You can now expand on this agent system, and think that each agent only has a narrow set of pattern matching capabilities and functions. So you need to string them together into a workflow or a team. Building on our example, we might have the pack your lunchbox agent (with some of the same functions as the breakfast agent), the clothing agent with access to weather forecast and wardrobe, the route planning agent, the find my shoes agent with inquisitive functions for asking where did you put them last?

All of a sudden you see how entire complex actions consists of narrow instructions with very specific forms of pattern recognition, and a limited set of operations or functions to gain more information about the world.

This is what AI can do – anything that is a well known process of relatively high statistical certainty and a limited set of instructions and actions can be done in an agentic AI world.

So what is left?
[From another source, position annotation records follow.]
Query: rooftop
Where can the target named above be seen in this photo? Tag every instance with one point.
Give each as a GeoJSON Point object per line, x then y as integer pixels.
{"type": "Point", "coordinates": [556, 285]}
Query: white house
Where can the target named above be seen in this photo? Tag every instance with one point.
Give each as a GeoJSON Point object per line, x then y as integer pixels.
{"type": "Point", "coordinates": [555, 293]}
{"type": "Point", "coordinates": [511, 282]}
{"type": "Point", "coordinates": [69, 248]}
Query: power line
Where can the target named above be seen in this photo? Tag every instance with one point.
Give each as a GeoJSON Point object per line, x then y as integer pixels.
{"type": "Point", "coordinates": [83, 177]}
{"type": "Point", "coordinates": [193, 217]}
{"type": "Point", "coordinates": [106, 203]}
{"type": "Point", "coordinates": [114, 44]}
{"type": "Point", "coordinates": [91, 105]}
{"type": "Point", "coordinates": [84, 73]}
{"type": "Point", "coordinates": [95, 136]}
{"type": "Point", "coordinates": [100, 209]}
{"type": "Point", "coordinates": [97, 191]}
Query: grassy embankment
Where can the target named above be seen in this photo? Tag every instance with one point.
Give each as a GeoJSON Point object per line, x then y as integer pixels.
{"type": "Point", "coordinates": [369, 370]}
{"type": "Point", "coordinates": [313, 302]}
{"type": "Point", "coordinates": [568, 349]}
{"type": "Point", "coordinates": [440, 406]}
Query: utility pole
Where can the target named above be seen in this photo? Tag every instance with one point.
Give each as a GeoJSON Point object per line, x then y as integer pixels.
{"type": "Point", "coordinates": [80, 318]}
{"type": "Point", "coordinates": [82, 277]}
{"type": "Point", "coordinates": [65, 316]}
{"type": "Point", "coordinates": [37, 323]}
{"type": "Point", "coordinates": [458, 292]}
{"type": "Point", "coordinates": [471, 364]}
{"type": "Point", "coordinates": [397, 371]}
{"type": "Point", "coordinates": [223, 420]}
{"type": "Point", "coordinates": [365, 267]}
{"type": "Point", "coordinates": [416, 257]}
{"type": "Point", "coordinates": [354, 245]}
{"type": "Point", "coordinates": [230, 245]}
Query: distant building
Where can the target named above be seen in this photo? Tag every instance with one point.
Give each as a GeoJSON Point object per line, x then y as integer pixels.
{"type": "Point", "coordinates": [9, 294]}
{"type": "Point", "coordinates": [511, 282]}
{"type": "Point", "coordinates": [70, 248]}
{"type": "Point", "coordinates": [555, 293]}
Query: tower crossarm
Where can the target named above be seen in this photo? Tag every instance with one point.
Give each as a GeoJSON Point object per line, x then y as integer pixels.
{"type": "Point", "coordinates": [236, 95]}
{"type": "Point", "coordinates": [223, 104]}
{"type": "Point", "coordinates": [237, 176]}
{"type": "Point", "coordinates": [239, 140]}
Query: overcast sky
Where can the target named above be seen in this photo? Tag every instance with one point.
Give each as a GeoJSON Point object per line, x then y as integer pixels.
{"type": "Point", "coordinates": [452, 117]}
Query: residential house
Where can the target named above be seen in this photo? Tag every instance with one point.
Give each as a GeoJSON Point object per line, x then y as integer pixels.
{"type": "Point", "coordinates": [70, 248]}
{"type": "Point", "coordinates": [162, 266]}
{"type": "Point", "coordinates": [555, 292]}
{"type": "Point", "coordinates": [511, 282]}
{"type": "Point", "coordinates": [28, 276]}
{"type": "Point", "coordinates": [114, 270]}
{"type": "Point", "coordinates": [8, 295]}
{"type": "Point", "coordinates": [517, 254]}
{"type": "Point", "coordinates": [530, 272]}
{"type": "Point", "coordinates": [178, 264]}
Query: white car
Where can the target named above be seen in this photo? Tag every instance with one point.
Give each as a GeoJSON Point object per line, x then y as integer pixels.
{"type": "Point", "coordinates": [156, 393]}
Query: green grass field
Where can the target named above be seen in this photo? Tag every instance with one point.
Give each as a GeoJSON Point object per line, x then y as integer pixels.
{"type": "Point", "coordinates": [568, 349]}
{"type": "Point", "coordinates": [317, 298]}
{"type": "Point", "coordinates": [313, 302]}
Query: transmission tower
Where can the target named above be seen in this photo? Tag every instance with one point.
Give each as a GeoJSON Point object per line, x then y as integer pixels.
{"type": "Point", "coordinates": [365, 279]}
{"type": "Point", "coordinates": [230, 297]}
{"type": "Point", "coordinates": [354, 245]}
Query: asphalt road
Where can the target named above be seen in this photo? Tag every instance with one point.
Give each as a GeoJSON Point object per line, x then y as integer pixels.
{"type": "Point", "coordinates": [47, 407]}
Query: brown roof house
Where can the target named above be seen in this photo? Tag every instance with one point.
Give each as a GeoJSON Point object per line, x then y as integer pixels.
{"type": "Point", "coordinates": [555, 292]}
The emotional connection to patiently explain the importance of getting to school on time even if you are tired, the ability to jump the tracks and break out of the set routine if the car won’t start, the humorous explanation of why lasagne is actually a decent option for breakfast when you are all out of milk and cereal.

In a pragmatic sense, AI and agents can deal with any pattern that is routine and does not leave a lot to ambiguity. If we can leave subjective judgements, value-based weighting of pros and cons, and emotional connection out of our application of the pattern recognition I would say AI could do it.